Tudo isso permeia a necessidade de se ter uma boa comunicação?
Sim. Acho que comunicação é a grande palavra do século.
1000%. Acho que isso acontece com muita frequência. Esse é o caso extremo do que estamos falando por aqui. Pensamos em uma pessoa apenas técnica, que não consegue avançar na carreira, mas, obviamente, a ponta extrema seria ela não conseguir nem manter a própria posição atual.
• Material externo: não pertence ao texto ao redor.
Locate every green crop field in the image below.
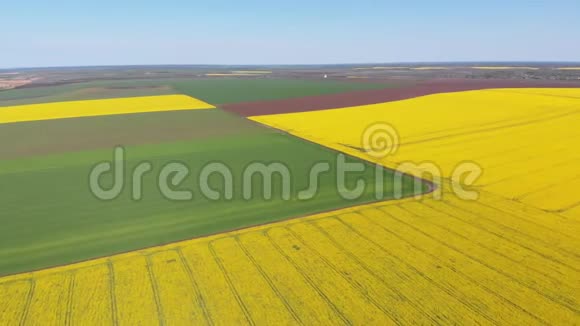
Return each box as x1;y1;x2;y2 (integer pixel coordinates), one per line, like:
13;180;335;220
0;78;393;107
171;79;393;104
0;108;422;276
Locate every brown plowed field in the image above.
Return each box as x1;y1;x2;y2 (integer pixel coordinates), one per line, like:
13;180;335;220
223;78;580;116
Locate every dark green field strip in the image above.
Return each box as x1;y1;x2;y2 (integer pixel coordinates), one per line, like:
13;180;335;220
0;79;393;107
171;79;394;104
0;80;175;106
0;109;264;160
0;131;423;276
E no seu caso particularmente? Como você equilibrou esses dois lados?
Fiz um colégio muito específico, onde a gente estudava ciências sociais, matemática, física e química, com muita profundidade em informática e programação. Fiz uma faculdade de referência em economia, na Itália, muito focado em hard skills. Também fiz um mestrado em matemática. Mas, se você me perguntar “qual é a parte da minha educação que eu acho que mais uso, que é mais relevante para minha carreira, desde o primeiro dia até hoje”, diria o seguinte: infelizmente, boa parte do que aprendi nesses cursos fantásticos técnicos eu esqueci. Talvez, eu use 10% – ou menos. Devo ter aprendido a pensar de forma lógica, o que deve estar ajudando implicitamente, mas, concretamente, uso muito pouco.
E o que é relevante?
O determinante para minha trajetória profissional foi o fato de ter vivido em seis países diferentes e, consequentemente, ter ficado fluente nessas línguas. E, por muitas vezes, fiz parte de grupos de debates. Porque essa questão de línguas e de experiências culturais muito diferentes contribui de uma forma extremamente significativa a essa pluralidade de pontos de vista, essa flexibilidade e essa sensibilidade em relação a quem está à nossa frente. E não estou querendo dizer que faculdade não seja importante. Mas as experiências culturais, com pessoas diferentes, acentuam a comunicação, o que é algo que eu considero realmente muito (muito) benéfico. E isso não precisa nem ser feito necessariamente viajando o mundo. No Brasil, um País diverso, é possível circular em diferentes ambientes.